Hamburg/Washington - Drei weitere Mitarbeiter des Secret Service mussten ihren Abschied nehmen - eine Konsequenz aus dem Sex-Skandal des US-Geheimdienstes in Kolumbien: Elf Secret-Service-Mitarbeiter und mehrere Angehörige der US-Armee hatten sich im Vorfeld des Amerika-Gipfels, an dem auch Präsident Barack Obama am Samstag vergangener Woche teilnahm, Prostituierte in ein Hotel in Cartagena bringen lassen.

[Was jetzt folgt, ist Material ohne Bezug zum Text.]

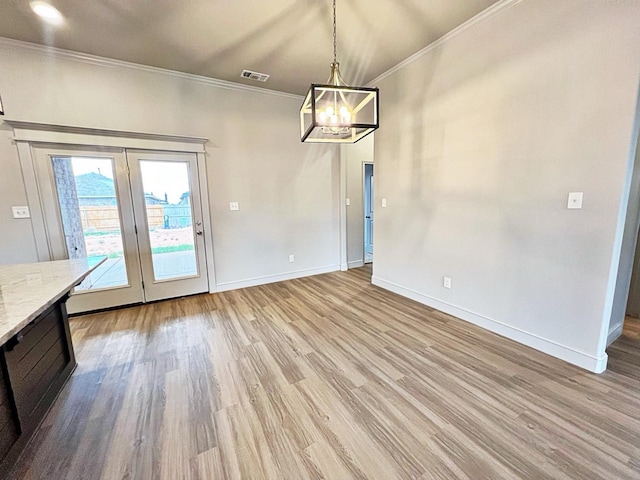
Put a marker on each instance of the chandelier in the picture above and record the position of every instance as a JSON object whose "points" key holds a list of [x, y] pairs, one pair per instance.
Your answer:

Die Erklärung des Secret Service zu den Entlassungen am Freitag fiel betont knapp aus: "Drei weitere Mitarbeiter haben sich entschieden, zurückzutreten", hieß es in einer offiziellen Stellungnahme. Am Mittwoch hatten wegen der Affäre bereits drei Geheimdienstmitarbeiter den Hut nehmen müssen: Einer ging in Rente, einer trat zurück, einer wurde entlassen.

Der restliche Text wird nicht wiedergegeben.